So, the latest news is that Randora may have to shut down because it can not afford the royalties it has to pay to labels and artists. It would be interesting to see how much of those gov’t sanctioned royalties actually make it to the artists, but that is a topic for somebody else.
Wired has a good roundup today where they speak with Tim Westergren, who we spoke with a while ago and featured in an interview. It comes as no surprise that Pondora can’t survive with the higher rates, which is obviously a concern for anyone who likes Internet music.
The key issue though is that the market simply changes too fast for the government regulators to keep up. How can they, when we barely can? The same issue applies online privacy. We featured Auren Hoffman in an interview as well and he spoke at length about how quickly the industry is changing, the number of players, and how data is growing exponentially.

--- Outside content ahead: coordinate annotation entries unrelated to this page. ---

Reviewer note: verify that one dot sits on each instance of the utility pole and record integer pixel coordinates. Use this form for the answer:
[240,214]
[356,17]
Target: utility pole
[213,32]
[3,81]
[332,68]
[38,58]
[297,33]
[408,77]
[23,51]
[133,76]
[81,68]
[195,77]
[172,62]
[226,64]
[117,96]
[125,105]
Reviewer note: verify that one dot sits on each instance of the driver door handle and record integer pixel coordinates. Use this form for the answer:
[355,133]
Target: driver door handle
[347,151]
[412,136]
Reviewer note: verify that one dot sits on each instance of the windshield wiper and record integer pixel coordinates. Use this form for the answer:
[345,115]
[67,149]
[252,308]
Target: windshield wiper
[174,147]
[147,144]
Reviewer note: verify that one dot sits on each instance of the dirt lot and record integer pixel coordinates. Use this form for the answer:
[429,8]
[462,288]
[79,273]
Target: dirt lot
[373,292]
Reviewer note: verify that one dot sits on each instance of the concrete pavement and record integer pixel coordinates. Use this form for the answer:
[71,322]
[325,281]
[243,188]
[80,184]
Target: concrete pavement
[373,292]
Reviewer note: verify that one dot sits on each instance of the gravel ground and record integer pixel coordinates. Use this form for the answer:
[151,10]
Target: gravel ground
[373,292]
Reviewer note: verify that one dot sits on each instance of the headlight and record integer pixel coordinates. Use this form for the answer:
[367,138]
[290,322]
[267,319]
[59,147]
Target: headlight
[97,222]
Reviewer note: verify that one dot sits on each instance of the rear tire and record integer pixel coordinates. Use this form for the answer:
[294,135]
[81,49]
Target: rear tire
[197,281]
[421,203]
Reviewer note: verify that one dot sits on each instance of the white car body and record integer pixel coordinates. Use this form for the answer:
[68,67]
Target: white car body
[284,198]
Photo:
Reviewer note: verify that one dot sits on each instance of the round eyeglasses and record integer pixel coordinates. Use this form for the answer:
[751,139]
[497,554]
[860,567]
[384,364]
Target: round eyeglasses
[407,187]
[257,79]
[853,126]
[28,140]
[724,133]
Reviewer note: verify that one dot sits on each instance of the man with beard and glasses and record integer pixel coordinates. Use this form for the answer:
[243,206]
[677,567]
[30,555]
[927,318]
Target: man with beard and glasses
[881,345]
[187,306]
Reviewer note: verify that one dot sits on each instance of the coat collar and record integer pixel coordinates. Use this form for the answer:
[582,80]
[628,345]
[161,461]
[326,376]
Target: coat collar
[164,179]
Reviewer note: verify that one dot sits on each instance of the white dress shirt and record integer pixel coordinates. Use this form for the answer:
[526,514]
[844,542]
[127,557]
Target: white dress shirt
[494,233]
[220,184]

I don’t propose to have the answers, but I think the music industry will have to work with the service providers (Pandora) and others directly. Either they do or all players fail outright and the important players (consumers) are very unhappy. As they will be if Pandora goes under.
The RIAA is invested in keeping the labels key players and with the government stepping in they are simply prolonging this status quo. However, does anyone really think that the labels are necessary for distribution?
So please, regulators keep out of it and let the market decide. It won’t be easy, and most likely won’t be pretty, but the job will get done!